Animals at War

This was done by the Friday Feeling Youth Group for the Armistice Weekend. There were some amazing displays in the Chapel and Church a great deal of hard work has gone into the research of men in the village who were killed  and some who didn't live here but their families do now. Photos and history. The school children have also contributed, by making flags with poppies or sayings on them and they were hung in the churchyard maypole style from the trees and the Brownies had painted poppies on white stones. Ther was also displays about nurses in WW1 and even the nearby Barnbow Munitions factory which had a terrible loss of life in an explosion. see below

It was just after 10pm on Tuesday 5th December 1916, when several hundred women and girls had just begun their night shift. Their tasks that fateful evening consisted as they normally did, of filling, fusing, finishing off and packing 4½ inch shells. Room 42 was mainly used for the filling, and between 150 and 170 girls worked there. Shells were brought to the room already loaded with high explosive and all that remained was the insertion of the fuse and the screwing down of the cap. A girl inserted the fuse by hand, screwed it down and then it was taken and placed into a machine that revolved the shell and screwed the fuse down tightly.

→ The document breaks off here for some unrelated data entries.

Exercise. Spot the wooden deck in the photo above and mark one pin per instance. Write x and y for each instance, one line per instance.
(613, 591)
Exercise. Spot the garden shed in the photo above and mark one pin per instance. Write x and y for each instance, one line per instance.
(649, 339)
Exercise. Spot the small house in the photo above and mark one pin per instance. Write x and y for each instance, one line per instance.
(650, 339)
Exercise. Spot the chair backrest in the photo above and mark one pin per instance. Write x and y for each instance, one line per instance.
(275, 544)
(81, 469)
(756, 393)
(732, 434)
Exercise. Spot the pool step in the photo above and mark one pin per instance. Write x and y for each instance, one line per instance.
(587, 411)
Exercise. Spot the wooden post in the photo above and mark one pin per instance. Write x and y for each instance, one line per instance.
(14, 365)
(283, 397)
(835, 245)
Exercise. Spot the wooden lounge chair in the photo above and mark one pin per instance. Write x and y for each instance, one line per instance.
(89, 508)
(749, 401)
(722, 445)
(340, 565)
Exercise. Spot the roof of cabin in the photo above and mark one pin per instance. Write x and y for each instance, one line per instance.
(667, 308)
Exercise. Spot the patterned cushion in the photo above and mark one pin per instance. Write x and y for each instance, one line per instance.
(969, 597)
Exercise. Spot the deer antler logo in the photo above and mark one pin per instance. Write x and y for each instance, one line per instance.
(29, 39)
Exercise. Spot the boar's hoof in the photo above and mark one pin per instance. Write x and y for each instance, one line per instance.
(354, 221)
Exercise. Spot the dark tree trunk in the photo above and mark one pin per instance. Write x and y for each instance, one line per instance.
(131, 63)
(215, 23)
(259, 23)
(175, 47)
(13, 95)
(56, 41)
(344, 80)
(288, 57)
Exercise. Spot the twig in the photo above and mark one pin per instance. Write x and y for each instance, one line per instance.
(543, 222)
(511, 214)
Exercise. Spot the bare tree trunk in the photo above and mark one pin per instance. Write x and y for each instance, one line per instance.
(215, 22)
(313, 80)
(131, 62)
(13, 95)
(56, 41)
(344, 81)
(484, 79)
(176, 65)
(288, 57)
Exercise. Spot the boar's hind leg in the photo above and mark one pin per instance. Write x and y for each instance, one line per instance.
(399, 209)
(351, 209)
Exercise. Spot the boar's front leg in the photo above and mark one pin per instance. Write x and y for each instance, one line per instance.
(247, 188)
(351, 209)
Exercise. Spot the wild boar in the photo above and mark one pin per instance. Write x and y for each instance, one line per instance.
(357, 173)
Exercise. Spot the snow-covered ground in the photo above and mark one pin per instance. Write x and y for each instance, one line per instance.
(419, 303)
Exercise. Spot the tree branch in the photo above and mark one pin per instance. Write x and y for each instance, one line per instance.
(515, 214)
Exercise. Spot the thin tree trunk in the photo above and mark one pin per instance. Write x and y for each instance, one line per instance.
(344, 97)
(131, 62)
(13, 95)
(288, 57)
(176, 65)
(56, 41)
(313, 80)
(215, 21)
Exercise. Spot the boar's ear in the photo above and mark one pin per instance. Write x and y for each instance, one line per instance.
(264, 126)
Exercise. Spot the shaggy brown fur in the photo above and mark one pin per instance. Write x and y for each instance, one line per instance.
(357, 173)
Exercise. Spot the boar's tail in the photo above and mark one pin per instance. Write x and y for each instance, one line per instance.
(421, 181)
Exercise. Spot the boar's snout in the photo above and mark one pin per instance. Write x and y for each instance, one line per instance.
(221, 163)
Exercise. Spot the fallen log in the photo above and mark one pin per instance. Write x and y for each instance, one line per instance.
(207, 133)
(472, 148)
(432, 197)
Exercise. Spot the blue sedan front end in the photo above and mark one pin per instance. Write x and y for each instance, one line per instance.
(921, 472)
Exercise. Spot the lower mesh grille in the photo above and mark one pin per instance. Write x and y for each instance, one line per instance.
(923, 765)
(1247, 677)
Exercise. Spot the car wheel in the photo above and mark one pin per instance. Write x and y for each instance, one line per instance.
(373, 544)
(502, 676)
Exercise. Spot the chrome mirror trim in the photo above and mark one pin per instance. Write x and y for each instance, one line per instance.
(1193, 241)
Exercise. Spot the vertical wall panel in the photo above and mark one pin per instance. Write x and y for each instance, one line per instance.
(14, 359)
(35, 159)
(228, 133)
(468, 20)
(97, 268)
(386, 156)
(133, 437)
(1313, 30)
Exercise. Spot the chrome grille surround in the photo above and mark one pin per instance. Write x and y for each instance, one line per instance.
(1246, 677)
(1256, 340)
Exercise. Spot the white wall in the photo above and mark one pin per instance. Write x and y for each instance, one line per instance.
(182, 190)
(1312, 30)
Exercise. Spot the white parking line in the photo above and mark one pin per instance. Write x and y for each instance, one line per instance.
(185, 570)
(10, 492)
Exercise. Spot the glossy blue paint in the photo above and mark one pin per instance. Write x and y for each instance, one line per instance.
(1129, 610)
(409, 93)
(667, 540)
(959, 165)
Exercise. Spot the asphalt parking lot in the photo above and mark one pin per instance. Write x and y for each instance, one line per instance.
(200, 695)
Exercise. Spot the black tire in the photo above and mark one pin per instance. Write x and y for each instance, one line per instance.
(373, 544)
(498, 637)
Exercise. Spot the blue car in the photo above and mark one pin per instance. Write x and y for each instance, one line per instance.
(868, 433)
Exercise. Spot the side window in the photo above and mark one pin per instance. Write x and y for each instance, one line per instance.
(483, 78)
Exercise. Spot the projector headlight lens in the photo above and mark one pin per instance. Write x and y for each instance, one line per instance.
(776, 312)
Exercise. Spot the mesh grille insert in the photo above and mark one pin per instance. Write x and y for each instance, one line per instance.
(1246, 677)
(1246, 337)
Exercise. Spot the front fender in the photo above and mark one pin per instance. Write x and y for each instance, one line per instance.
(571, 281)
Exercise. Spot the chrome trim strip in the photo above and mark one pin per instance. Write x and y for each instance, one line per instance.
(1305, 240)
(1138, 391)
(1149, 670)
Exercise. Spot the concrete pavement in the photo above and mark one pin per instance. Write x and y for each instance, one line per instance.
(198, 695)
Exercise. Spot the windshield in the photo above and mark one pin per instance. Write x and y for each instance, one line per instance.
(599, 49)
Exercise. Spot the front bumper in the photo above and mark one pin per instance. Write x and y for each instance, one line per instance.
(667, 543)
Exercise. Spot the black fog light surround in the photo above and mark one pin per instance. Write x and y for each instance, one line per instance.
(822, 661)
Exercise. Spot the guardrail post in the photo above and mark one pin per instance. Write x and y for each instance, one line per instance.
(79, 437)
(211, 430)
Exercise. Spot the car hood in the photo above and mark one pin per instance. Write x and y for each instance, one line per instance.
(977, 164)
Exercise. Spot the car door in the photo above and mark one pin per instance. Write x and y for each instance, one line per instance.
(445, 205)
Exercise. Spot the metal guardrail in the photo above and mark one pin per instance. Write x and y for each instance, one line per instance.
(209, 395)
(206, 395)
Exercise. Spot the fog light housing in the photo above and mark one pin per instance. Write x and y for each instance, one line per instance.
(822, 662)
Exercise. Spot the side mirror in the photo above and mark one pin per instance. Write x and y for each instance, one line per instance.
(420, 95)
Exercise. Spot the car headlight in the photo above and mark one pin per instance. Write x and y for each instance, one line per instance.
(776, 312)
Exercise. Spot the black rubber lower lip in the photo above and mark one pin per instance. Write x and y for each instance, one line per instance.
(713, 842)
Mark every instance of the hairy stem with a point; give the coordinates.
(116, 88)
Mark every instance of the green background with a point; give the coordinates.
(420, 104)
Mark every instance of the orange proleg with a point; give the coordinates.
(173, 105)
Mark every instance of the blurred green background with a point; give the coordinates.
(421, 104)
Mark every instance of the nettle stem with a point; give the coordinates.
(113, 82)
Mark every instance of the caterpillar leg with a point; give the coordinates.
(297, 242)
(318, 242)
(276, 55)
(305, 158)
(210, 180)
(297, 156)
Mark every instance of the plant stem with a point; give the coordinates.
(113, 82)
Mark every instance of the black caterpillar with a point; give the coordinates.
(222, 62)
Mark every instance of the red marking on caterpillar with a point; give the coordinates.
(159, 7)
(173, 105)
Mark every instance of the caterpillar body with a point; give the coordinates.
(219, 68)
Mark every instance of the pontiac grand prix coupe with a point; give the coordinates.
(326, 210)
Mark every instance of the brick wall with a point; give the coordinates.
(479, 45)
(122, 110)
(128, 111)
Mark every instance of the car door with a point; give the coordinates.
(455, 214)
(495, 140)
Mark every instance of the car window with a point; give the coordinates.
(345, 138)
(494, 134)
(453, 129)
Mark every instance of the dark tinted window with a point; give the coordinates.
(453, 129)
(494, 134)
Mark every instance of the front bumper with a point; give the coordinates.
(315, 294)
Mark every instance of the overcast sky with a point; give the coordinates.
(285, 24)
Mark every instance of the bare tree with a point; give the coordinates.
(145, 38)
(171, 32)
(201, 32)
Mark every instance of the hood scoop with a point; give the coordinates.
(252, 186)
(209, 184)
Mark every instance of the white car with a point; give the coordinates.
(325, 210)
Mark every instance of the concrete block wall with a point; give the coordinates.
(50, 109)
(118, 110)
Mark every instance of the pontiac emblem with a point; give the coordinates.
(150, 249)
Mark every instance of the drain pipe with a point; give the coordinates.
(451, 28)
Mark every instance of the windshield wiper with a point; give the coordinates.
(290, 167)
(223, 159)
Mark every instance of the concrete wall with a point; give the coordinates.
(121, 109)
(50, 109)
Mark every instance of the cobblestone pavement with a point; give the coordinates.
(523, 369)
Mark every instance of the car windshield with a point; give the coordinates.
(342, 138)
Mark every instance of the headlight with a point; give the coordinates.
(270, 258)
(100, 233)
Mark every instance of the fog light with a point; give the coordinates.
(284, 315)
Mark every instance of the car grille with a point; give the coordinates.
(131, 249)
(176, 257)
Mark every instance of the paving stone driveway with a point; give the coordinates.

At 10.27pm a violent explosion rocked the very foundations of Room 42 killing 35 women outright, maiming and injuring dozens more. In some cases identification was only possible by the identity disks worn around the necks of the workers. The machine where the explosion had occurred was completely destroyed. Steam pipes had burst open and covered the floor with a cocktail of blood and water.
Due to the censorship of that time, no account of the accident was made public; however in a special order of the day issued from the British HQ in France, Field Marshall Sir Douglas Haigh paid tribute to the devotion and sacrifice of the munitions workers. The only clue to a tragedy having happened was in the many death notices in the Yorkshire Evening Post that stated, “killed by accident”.
It was not until six years after the war that the public were told the facts for the first time. One story was that one worker was ill so her sister had taken her place that night and was killed, she never got over it.